But another farmer, Mr. Christopher Aiyeru, explained that family farming problems ranges from tussle of ownership, power struggle and profit sharing when the business finally begins to make profits.
“The critical areas that need to be addressed is if all the family members would be supportive to the project and not be exploitative when the business starts to yield income,” he added.

Opportunities
The Decade of Family Farming believes that family farmers have unique potential to promote transformative changes on how food is grown, produced, processed and distributed, which enhances territorial development.

“Enabling and supporting family farmers to attain diversified, innovative and dynamic agricultural systems can increase the availability of nutritious, sustainably produced and culturally appropriate food, which can incentivise healthy diets while promoting the transition towards context-specific, diversified, resilient and sustainable food systems,” he said.
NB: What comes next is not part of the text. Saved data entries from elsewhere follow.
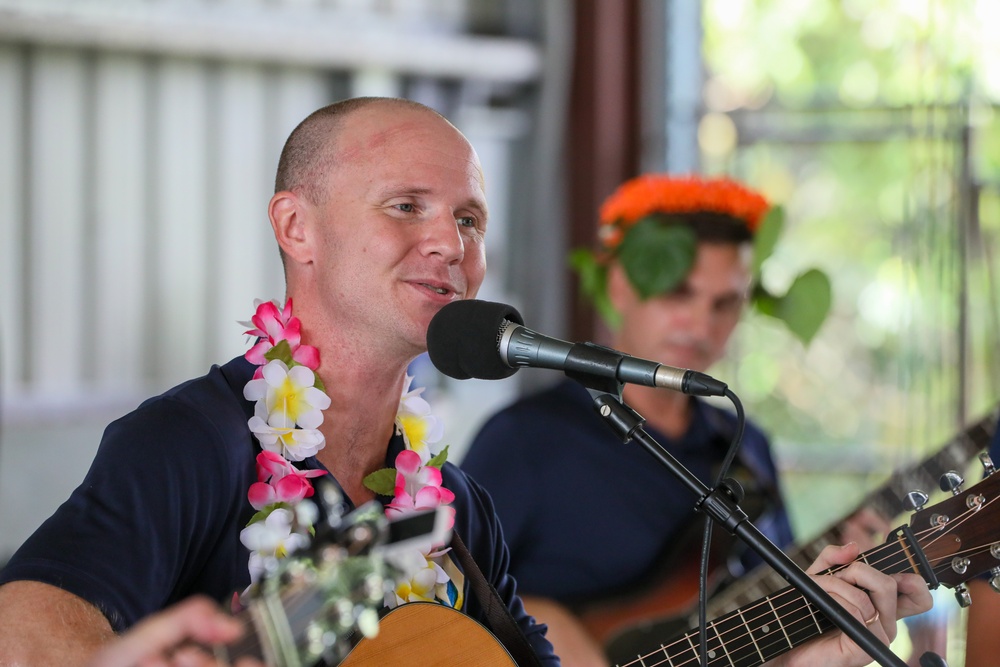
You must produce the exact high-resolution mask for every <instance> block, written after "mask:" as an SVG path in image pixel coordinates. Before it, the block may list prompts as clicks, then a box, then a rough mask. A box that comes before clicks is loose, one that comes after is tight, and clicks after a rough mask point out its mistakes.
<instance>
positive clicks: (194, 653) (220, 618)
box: [90, 597, 260, 667]
mask: <svg viewBox="0 0 1000 667" xmlns="http://www.w3.org/2000/svg"><path fill="white" fill-rule="evenodd" d="M242 633H243V627H242V625H241V624H240V622H239V621H238V620H237V619H235V618H233V617H232V616H229V615H228V614H226V613H225V612H223V611H222V610H221V609H219V607H218V606H217V605H216V604H215V603H214V602H212V601H211V600H209V599H207V598H203V597H193V598H189V599H187V600H185V601H184V602H180V603H178V604H176V605H174V606H173V607H170V608H169V609H167V610H165V611H162V612H160V613H158V614H154V615H152V616H150V617H148V618H147V619H145V620H143V621H142V622H141V623H138V624H136V625H135V627H133V628H131V629H130V630H129V631H128V632H126V633H125V634H124V635H122V636H121V638H120V639H118V640H116V641H113V642H112V643H110V644H108V646H107V647H106V648H104V649H103V650H102V651H101V652H100V653H98V654H97V655H96V656H94V659H93V660H92V662H91V663H90V667H133V666H136V667H209V666H214V665H217V664H218V663H217V662H216V661H215V658H214V656H213V655H212V654H211V649H210V648H208V647H210V646H212V645H218V644H227V643H229V642H232V641H233V640H235V639H237V638H238V637H239V636H240V635H241V634H242ZM236 664H237V665H238V667H257V666H258V665H260V663H259V662H257V661H254V660H249V659H243V660H240V661H239V662H238V663H236Z"/></svg>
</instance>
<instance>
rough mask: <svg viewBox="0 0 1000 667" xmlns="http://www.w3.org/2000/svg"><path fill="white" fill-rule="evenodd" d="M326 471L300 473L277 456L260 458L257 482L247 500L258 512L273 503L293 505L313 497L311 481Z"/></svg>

According to croplife international, “Smallholder family farms are essential to rural economies all over the world, they face particular challenges that large-scale farmers do not, but they still find ways to support their families and communities.”

“Poor family farmers can shift from subsistence to creating income generation opportunities in rural areas: Social protection policies and resilient livelihoods are keys to exiting poverty traps and providing opportunities.

“Family farmers can implement resilient and highly productive agricultural practices that create income generation opportunities: Policies to improve their access to natural resources, productive inputs and tailored services unleash their productive potential,” they added.